The Navajo believe the coyote is a trickster. They feel a coyote crossing your path is a bad omen. A Navajo co-worker told me the story of driving with her family through the desert when a coyote crossed the road in front of them. The family pulled the car over and waited until another car had crossed the area where they had seen the coyote. They believe that crossing that invisible line right after the coyote had passed would bring them bad luck. The next car passing through broke that line. Bad luck would not go to those people as the coyote had crossed in front of the Navajo family, not them.
I frequently see coyote in my neighborhood and the woods where I live. If I walk in the woods around dusk I often see a lone coyote, but usually two together. I told a Navajo woman about my sightings. She said they are coming to tell me something. Usually it means a death is coming. I asked what she would do if she saw them. She knows a medicine man and would go to him she said. There would be medicine to protect her. I told her I have followed them, trying to take their picture. She was shocked I would do that.

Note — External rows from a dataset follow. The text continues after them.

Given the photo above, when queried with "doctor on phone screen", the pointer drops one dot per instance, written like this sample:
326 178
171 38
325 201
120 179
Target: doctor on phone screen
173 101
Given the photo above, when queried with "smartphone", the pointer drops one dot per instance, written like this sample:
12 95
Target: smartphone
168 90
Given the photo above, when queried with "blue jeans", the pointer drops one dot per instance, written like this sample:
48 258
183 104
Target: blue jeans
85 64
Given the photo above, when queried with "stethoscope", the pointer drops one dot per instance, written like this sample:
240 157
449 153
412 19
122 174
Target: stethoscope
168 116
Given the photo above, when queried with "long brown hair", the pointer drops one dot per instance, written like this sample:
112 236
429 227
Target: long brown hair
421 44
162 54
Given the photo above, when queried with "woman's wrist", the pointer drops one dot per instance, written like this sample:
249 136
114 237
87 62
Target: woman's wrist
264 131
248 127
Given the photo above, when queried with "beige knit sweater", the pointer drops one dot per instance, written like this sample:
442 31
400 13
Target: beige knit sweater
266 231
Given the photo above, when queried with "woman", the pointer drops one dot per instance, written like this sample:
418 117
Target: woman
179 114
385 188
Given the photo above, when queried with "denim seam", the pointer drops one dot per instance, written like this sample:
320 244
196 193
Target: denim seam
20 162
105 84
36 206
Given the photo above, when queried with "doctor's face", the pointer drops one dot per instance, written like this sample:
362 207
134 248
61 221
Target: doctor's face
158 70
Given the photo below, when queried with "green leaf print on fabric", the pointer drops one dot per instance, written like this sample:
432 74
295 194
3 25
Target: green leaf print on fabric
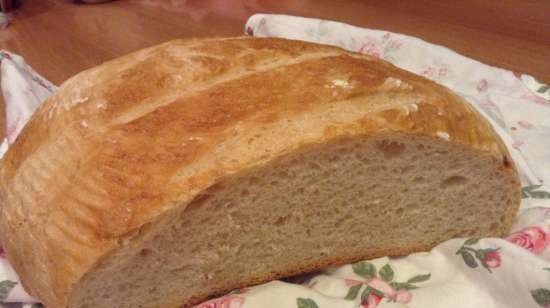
353 291
469 259
5 288
471 241
489 258
386 272
377 287
541 296
403 285
364 269
532 192
306 303
419 278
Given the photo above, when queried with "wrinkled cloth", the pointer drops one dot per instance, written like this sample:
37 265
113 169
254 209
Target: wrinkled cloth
459 273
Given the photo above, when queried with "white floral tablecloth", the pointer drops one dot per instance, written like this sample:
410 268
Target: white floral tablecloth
460 273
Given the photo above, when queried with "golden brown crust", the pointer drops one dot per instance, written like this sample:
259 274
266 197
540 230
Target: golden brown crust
120 144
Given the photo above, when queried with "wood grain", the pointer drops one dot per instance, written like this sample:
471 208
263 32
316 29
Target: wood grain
59 38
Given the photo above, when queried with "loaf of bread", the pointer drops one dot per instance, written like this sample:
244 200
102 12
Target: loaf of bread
188 169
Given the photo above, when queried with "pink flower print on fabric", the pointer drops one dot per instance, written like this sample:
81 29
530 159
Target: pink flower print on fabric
372 48
381 286
534 239
380 48
372 301
536 99
228 301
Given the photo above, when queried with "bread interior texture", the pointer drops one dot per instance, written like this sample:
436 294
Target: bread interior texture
321 205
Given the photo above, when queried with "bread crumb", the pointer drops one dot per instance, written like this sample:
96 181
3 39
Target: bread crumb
342 83
397 83
443 135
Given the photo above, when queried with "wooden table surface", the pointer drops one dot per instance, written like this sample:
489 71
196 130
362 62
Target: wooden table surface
59 38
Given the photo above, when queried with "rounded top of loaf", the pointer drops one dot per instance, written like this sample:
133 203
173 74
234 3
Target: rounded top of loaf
121 144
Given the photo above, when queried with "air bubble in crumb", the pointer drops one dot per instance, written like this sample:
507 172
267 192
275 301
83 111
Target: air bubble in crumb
443 135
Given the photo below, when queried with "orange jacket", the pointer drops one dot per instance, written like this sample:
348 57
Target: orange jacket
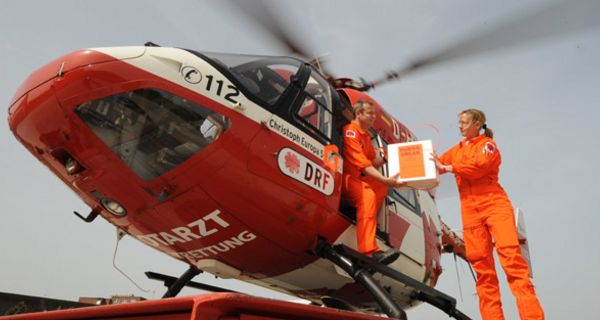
358 151
475 164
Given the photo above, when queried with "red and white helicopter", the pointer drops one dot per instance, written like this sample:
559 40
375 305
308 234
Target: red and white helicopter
230 163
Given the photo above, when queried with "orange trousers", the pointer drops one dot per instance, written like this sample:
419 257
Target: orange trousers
486 217
367 196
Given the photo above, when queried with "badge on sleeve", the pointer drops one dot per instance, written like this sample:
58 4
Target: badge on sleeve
489 148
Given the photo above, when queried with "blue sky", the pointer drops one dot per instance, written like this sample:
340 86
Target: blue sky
541 98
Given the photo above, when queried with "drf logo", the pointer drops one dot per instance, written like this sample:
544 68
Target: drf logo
300 168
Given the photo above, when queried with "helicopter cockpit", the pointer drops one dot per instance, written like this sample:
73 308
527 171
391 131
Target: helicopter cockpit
288 87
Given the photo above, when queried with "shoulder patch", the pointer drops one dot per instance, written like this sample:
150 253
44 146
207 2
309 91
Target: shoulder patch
489 148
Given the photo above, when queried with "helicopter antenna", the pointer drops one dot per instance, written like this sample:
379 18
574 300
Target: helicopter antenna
120 235
557 19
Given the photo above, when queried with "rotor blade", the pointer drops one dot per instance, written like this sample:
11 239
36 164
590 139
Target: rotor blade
557 19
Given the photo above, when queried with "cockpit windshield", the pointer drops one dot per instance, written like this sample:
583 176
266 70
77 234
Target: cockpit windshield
264 77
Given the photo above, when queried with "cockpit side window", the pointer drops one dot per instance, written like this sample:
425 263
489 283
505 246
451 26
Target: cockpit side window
152 130
316 111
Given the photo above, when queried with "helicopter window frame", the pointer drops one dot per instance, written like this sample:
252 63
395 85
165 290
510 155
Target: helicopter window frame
407 197
317 94
250 86
151 130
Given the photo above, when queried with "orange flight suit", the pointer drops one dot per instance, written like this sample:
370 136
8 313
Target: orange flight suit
488 214
364 193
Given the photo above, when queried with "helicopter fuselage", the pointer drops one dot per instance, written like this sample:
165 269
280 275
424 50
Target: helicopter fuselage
225 162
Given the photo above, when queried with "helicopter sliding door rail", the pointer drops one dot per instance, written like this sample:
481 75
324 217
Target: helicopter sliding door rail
358 266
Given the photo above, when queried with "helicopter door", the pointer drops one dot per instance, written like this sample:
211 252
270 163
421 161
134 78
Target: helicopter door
401 220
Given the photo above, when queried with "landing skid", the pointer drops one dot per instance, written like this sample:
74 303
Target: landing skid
359 267
175 285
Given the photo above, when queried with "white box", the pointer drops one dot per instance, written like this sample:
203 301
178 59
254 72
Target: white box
413 161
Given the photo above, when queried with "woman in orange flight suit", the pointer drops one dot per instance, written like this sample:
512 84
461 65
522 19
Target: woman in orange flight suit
487 216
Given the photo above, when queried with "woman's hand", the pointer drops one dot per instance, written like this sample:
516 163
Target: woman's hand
394 183
443 168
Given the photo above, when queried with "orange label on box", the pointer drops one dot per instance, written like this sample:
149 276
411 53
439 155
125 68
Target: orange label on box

I’ve always liked the sound of coyotes howling at night. When I lived in Death Valley and in the Badlands you would hear them in the distance. It reminds me of a scary Halloween movie. Here at the Grand Canyon I hear a different sound from them. There is more yipping and you will hear them as they run. The sound begins in the distance, and increases in volume as they approach where I live, then fades as they continue by. I have been told they are likely chasing a deer, and as the mule deer are abundant here, and some as small as a white tail fawn back home, it sounds believable. I’ve also been told they have the ability to project their voices and make themselves sound as if they are a bigger pack than they are. I don’t know if that is true, but I like the idea of it.
On New Year’s Eve I stayed up later than my usual reading a book. I’m not usually awake at midnight, but I was that night. About 5 till my coyote neighbors began howling. It continued into the new year. I thought it was a fitting way to begin 2016. I don’t think I will tell my Navajo friend.